Mikrosystemtechnik: Verschiedene Antriebslösungen sind am Start
Mit Spannung kommen auch kurze Beine auf Trab

Zwischen günstigen Piezoantrieben und miniaturisierten elektromechanischen Lösungen sollen Anwender bald wählen können: Die Antriebe bringen Bewegung in winzige Handhabungs- und Montagesysteme. Welcher die meisten Vorteile bringt, hängt von der Anwendung ab.

Von unserem Redaktionsmitglied Dr. Birgit Oppermann birgit.oppermann@konradin.de

Die technische Evolution hat sich noch nicht entschieden, welche Art von Antrieben sie für den Mikrobereich auswählen wird: Es tummeln sich so grundlegend verschiedene Lösungen wie Piezoaktoren – mit oder ohne Beine – und miniaturisierte elektromechanische Antriebe. Die Piezoaktoren werden von manchen wegen der hohen Kosten totgesagt. Bei den elektromechanischen Varianten soll die fehlende Präzision das Haar in der Suppe sein.
Soweit die Polemik. Denn ob die jeweilige Kritik gerechtfertigt ist, hängt nach Auskunft von Experten von Details einer Anwendung ab. Einer der Pioniere im Bereich der Mikroantriebe, Dr. Björn Magnussen, sieht aber Felder, in denen die genannten Antriebssysteme tatsächlich im Wettbewerb stehen. „Unsere Piezomotoren haben das Potenzial, den Herstellern von Elektromotoren bald erhebliche Marktanteile wegzunehmen“, sagt der Chef des Dortmunder Antriebsherstellers Elliptec Resonant Actuator AG.
Sein Optimismus gründet vor allem auf der Tatsache, dass der Preis für die Mini- antriebe erheblich gesunken ist.

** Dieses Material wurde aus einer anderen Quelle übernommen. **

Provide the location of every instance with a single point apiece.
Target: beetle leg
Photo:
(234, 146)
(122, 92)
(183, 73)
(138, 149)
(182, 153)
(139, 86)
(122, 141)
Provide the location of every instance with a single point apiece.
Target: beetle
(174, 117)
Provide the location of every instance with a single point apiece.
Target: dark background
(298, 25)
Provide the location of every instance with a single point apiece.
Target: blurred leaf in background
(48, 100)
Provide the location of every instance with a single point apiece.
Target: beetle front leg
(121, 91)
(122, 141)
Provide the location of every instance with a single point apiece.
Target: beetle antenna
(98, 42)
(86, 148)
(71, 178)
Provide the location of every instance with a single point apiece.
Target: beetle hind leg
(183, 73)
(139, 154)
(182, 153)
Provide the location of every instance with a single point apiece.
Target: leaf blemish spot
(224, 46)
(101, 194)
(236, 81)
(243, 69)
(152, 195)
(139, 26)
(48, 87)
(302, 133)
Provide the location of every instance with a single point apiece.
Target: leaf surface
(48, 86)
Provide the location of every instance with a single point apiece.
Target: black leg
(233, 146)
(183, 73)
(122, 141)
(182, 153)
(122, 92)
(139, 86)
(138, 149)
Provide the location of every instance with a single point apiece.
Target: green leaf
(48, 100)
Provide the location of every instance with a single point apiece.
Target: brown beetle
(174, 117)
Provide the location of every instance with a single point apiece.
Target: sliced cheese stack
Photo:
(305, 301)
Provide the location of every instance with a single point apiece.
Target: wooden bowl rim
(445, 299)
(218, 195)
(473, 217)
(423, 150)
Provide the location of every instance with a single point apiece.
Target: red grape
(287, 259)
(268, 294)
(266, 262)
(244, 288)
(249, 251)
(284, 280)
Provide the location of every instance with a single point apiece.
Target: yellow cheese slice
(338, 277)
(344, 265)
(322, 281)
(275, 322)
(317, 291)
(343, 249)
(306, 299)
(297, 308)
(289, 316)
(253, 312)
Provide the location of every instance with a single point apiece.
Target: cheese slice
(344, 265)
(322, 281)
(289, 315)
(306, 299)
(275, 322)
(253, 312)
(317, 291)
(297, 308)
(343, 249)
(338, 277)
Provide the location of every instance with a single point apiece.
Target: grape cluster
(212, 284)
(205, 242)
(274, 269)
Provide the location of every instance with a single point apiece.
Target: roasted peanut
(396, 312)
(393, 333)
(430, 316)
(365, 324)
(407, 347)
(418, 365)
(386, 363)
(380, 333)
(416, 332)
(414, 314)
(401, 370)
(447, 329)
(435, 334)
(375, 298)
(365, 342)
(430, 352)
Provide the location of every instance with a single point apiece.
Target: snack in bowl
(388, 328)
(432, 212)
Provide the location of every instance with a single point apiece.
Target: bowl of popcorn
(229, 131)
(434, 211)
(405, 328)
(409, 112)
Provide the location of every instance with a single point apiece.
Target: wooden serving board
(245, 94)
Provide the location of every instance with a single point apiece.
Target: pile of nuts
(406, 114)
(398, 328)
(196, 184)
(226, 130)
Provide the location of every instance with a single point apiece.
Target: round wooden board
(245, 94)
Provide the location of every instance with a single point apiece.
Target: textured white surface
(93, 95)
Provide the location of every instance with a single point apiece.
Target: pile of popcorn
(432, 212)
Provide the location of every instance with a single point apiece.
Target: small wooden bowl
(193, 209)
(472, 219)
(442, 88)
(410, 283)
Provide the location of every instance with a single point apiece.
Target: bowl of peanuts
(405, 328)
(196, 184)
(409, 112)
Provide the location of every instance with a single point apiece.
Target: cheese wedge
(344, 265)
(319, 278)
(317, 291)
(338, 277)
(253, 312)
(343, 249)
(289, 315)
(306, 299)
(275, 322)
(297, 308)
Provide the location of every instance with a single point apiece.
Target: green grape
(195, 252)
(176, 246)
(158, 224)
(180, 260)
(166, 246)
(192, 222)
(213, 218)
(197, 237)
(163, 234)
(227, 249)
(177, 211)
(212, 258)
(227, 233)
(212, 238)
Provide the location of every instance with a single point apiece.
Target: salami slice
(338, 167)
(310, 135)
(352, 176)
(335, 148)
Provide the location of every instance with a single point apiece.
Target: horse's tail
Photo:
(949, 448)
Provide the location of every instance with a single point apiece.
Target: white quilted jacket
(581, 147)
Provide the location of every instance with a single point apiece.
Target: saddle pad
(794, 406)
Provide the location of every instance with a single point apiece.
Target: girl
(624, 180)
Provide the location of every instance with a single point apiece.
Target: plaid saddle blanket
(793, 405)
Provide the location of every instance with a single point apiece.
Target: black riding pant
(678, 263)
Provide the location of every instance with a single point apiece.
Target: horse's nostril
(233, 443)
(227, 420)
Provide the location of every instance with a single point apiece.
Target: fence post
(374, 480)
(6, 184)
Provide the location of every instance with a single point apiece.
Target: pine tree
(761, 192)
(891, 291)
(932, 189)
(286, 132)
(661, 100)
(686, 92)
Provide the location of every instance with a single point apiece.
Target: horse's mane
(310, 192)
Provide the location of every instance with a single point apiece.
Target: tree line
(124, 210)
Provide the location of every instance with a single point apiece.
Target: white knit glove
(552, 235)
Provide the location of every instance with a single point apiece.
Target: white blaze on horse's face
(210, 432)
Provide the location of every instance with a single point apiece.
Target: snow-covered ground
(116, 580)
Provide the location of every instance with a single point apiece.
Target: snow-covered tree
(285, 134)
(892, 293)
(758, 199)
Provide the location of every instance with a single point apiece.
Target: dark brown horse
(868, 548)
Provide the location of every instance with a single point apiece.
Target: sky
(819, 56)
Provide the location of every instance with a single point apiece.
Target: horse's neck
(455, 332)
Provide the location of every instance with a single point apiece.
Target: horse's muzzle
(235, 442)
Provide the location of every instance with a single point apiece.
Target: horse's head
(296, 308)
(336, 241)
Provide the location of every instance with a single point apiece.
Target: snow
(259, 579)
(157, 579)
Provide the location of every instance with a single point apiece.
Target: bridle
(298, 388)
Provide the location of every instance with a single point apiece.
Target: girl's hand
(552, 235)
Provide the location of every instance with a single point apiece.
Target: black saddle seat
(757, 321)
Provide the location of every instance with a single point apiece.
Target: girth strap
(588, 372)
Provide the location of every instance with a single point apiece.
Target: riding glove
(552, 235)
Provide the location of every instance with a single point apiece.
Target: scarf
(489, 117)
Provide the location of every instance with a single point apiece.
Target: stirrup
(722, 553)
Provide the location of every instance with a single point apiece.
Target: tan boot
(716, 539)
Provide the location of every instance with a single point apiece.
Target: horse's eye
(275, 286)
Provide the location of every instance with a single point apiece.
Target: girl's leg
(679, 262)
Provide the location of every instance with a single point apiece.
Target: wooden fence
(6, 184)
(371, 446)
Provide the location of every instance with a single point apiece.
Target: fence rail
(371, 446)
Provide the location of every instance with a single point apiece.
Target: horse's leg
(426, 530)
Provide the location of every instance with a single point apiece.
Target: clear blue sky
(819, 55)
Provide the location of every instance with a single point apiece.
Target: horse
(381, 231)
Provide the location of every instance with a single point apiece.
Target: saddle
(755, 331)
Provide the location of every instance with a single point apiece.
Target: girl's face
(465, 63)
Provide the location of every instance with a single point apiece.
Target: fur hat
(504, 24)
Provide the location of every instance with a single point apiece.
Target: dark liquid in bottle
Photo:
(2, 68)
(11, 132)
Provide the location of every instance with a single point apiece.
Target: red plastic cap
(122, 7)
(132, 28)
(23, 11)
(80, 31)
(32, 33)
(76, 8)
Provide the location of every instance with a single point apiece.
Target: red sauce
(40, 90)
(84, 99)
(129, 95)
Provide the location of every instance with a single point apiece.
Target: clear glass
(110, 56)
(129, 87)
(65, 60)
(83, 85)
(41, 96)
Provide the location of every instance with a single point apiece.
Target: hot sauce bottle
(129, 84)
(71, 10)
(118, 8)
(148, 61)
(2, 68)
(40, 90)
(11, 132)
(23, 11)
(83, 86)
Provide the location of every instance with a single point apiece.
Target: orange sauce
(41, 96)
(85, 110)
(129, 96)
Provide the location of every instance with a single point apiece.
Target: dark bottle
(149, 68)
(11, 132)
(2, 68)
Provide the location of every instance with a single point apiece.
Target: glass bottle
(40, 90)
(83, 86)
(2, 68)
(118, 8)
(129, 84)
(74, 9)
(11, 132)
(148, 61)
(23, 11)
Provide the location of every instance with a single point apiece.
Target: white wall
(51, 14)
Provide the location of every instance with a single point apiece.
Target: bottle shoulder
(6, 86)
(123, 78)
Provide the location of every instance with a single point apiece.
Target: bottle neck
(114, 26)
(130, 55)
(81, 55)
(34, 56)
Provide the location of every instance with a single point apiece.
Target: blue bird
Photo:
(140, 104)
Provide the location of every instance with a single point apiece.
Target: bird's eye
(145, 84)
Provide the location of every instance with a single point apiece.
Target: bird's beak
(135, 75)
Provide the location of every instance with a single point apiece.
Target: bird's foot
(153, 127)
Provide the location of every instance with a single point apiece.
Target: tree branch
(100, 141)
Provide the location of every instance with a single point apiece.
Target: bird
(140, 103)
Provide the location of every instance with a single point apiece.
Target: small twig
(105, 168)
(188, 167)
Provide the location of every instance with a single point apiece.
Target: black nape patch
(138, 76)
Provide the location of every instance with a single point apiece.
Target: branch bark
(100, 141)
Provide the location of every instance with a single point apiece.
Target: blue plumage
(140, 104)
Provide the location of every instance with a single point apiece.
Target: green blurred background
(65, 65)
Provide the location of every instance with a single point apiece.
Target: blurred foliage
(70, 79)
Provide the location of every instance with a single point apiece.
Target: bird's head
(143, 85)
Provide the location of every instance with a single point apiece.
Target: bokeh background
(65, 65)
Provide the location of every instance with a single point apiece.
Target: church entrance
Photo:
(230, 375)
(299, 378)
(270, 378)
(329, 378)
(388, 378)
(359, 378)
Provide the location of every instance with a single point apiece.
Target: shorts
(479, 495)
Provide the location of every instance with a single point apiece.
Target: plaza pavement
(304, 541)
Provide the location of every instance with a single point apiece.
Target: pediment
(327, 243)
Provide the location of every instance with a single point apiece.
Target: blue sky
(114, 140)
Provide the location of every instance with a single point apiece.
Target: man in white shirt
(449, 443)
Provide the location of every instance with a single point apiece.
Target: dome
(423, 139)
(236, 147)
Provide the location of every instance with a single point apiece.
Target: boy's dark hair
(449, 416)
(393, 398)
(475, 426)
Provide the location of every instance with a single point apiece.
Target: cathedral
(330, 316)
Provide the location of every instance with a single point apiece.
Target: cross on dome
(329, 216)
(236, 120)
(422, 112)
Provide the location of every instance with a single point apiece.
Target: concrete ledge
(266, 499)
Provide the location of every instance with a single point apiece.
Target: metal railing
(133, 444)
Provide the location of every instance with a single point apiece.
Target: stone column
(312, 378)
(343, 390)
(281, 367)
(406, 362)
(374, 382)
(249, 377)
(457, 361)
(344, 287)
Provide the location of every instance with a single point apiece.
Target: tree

Die anfangs rund 400 Euro pro Stück leisteten sich nur Spezialisten in der Chipfertigung oder Anwender, die in Mikroskopen extreme Präzision erreichen wollten. Seit aber Konstruktion, Bauteile und Herstellung der Aktoren vereinfacht wurden, fiel der Stückpreis auf 2 bis 4 Euro – langfristig soll er sogar auf 1 Euro sinken.
Auch die Lineartechniker bei SKF haben solche Antriebe für sich entdeckt. Die SKF Multitec AB im schwedischen Helsingborg, für den Vertrieb der Lineartechnik-Produkte in Skandinavien zuständig, arbeitet beispielsweise mit dem Unternehmen Piezo Motor zusammen. Dieses stellt in der Nähe von Uppsala sogenannte Piezo-Legs-Motoren her: Sie sind mit vier „Beinen“ aus Piezoelementen ausgestattet. Wenn Strom angelegt wird, bewegen sie sich abwechselnd und machen Schritte im Nanometer-Bereich, mit denen sich lineare Bewegungen erzeugen lassen.
Linear oder rotativ sind die Bewegungen, die Elliptec mit seinen Motoren erzeugt. Um deren Preis so weit wie möglich zu senken, verzichten die Nordrhein-Westfalen auf einen Teil der Präzision, die theoretisch möglich wäre. Dennoch sei eine Positioniergenauigkeit im Mikrometerbereich zu erreichen, bei Geschwindigkeiten bis zu 300 mm/s.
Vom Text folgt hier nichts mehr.